First, let’s talk about supermarkets. According to a survey in Western countries, 10 per cent of food is wasted every month because supermarkets often put out extra food to offer a wider selection for customers. Later, some of the food is thrown away. This could be used to feed animals.
Second, consumers waste food, too. They throw away food based on the “Best before” and “Use by” dates on the packages.
To avoid confusion, the government should standardise all labels. Additionally, consumers should use their instincts to determine if the food has turned bad.
There are lots of ways to reduce food waste. Why don’t we work together and reduce food waste?
Ng Kei-wai, Our Lady of the Rosary College
From the Editor
Thanks for writing to us, Kei-wai. Four years ago, Young Post looked at the problem of food waste in Hong Kong.
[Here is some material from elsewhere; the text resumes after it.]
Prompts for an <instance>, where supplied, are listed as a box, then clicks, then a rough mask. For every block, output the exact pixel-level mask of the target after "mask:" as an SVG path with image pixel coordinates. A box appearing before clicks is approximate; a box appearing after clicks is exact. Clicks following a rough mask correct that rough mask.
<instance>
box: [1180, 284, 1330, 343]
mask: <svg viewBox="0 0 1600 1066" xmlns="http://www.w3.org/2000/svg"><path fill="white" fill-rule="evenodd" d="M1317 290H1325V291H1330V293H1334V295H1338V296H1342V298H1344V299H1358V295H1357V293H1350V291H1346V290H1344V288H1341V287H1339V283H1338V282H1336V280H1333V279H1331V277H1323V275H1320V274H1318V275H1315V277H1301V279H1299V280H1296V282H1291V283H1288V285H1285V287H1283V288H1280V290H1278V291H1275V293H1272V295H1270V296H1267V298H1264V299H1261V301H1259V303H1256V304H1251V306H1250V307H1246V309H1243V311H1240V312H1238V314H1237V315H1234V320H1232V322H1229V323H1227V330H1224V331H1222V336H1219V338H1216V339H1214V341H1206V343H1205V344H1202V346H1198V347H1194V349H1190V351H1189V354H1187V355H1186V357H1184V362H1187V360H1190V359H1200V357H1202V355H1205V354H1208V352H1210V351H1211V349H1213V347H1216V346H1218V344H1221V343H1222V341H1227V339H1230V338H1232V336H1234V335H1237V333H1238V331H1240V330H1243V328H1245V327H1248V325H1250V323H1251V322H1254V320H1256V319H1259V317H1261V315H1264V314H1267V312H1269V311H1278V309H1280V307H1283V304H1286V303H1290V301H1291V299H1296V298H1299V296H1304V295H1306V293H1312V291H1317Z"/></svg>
We invited readers to attend workshops at organisations and companies that recycle, redistribute, repurpose and dispose of waste food. We thought it was important that Hong Kong teens find out more about the situation in our city.
The response was great, and the YP team learned a lot, too. But your letter is a reminder that not everyone knows how much potential there is in “waste” food.
The biggest problem, I think, is that people don’t realise that “best before” dates are just a guide. Food companies have to put a date on their products so they can’t be sued if someone falls ill after eating food that’s not fresh. But in most cases, food is edible well beyond that date. The best guide is your senses. Does the food look normal? Is it mould-free? Does it smell OK? Does it taste like it’s supposed to? If the answers are “yes”, especially in the case of non-meat, non-dairy products, the likelihood is that it’s perfectly fine to eat. (Google “sell-by dates” for more tips).
The second, almost as big, problem is our own greed. Hong Kong in particular is a land of buffets. We have some of the best food in the world – but we also throw away a lot of that food, in a city where there are children whose parents can only afford to feed them once a day. This is incredibly sad.
If we can all do our part to change people’s attitudes towards wasting food, we can help those in need to get enough food, and make our planet a healthier, happier place.